Social Security Faces Changes
Associated Press
Washington Post, January 16, 2003; Page A17
http://www.washingtonpost.com/wp-dyn/articles/A62935-2003Jan15.html

      This article reports on the Comptroller General's assessment of the Social Security program's long-term prospects. The article concludes by noting that the program is projected to begin paying out more money in benefits than it collects in payroll taxes in 2017.

      Under the law, this date has no relevance whatsoever for the program. In 2017 the program is projected to have accumulated a surplus of more than $6 trillion in government bonds in its trust funds. It will be able to draw on the interest and principal from these bonds to meet all benefit payments until 2041, according to the Social Security trustees' most recent projections. This makes the program more financially sound than it was at any point in the first four decades of its existence. The article should have noted the 2041 date, which does have meaning for Social Security, rather than 2017, which does not.

Africa and Trade

Bush Says He Will Ask Congress To Extend Africa Trade Benefits
Elisabeth Bumiller
New York Times, January 16, 2003, Page A4
http://www.nytimes.com/2003/01/16/international/africa/16AFRI.html

      This article reports on President Bush's plans to ask Congress to extend a bill that allows many African exports to enter the United States without paying any tariffs. The article refers to President Bush's comments about the benefits of the bill for Africa. It also quotes the head of the Institute for African Development at Cornell, who approved of the bill, but argued that eliminating U.S. farm subsidies would have great benefits for Sub-Saharan Africa.

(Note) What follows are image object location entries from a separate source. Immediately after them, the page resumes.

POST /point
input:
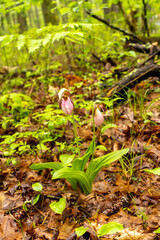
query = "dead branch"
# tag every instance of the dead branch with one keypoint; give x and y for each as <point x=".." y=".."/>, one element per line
<point x="151" y="69"/>
<point x="130" y="25"/>
<point x="144" y="17"/>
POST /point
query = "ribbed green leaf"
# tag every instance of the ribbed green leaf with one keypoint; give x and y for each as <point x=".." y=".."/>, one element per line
<point x="80" y="163"/>
<point x="96" y="165"/>
<point x="79" y="176"/>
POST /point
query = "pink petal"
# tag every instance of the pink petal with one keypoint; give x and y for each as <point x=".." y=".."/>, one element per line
<point x="67" y="106"/>
<point x="98" y="117"/>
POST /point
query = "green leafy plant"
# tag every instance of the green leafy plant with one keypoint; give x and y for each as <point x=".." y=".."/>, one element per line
<point x="110" y="228"/>
<point x="58" y="207"/>
<point x="37" y="187"/>
<point x="77" y="173"/>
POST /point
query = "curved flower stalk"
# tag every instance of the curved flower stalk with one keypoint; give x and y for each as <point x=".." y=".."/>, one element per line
<point x="66" y="104"/>
<point x="98" y="115"/>
<point x="65" y="101"/>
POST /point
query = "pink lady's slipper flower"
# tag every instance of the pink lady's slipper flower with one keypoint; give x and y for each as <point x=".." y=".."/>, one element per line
<point x="65" y="101"/>
<point x="98" y="115"/>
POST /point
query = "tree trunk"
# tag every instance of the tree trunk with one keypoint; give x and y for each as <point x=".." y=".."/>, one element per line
<point x="21" y="18"/>
<point x="37" y="17"/>
<point x="48" y="16"/>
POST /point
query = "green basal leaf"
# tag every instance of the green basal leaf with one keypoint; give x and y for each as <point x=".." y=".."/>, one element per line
<point x="154" y="171"/>
<point x="80" y="231"/>
<point x="41" y="166"/>
<point x="59" y="206"/>
<point x="97" y="163"/>
<point x="80" y="163"/>
<point x="101" y="147"/>
<point x="110" y="228"/>
<point x="79" y="176"/>
<point x="66" y="159"/>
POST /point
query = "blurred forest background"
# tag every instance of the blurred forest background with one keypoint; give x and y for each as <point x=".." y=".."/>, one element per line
<point x="38" y="33"/>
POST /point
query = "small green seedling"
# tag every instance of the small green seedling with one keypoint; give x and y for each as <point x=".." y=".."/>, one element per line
<point x="59" y="206"/>
<point x="154" y="171"/>
<point x="37" y="187"/>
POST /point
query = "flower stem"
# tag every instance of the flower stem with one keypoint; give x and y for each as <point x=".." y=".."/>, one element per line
<point x="94" y="133"/>
<point x="75" y="133"/>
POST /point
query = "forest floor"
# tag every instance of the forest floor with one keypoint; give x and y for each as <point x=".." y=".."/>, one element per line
<point x="122" y="192"/>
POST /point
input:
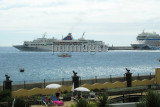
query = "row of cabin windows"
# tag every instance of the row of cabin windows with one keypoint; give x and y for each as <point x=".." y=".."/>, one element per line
<point x="38" y="44"/>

       In standard economic theory, U.S. farm subsidiaries have a mixed effect on countries such as those in Sub-Saharan Africa. While they lower the world price of goods that some African farmers may produce, they also lower the price of food for consumers in sub-Saharan Africa. The net effect may be either positive or negative. A recent World Bank study concluded that these effects were largely offsetting, so that if the United States eliminated all tariffs, quotas, and subsidies on goods traded with Sub-Saharan Africa, there would be no net gain or loss to the nations of Sub-Saharan Africa (http://econ.worldbank.org/files/1715_wps2595.pdf).

 Education

Schools Ending Year Early Among Efforts to Cut Costs
Sam Dillon
New York Times, January 12, 2003, Page A14
http://query.nytimes.com/gst/abstract.html?res=F4061EFC3C550C718DDDA80894DB404482


     
This article reports on plans to shorten the school year, and other school spending cuts, that state and local governments are implementing to address budget shortfalls. It is interesting to note that these cuts are occurring just after Congress and the Bush Administration passed federal legislation to increase support for education. It appears that the current state and local budget crises may more than offset the increases in funding provided under this legislation.

Green Construction
Not Going Green Is Called a Matter of Economics
Michael Brick

New York Times, January 15, 2003, Page C5
http://www.nytimes.com/2003/01/15/business/15BRIC.html

            This article discusses the economic viability of "green" construction, buildings which have reduced energy needs. The article asserts that such buildings are not economically viable at present. This is contradicted by the numbers presented in the article. It reports that green construction increases building costs by $2 a square foot. It also reports that green construction results in monthly energy savings of 50 cents per square foot. This would imply an annual return of $6 on a $2 investment. Even if the reference to energy savings is meant to describe annual rather than monthly saving (contrary to what is written in the article), the return would still be very good. This would imply that a one-time investment of $2 provides an annual benefit of $0.50, a return of 25 percent.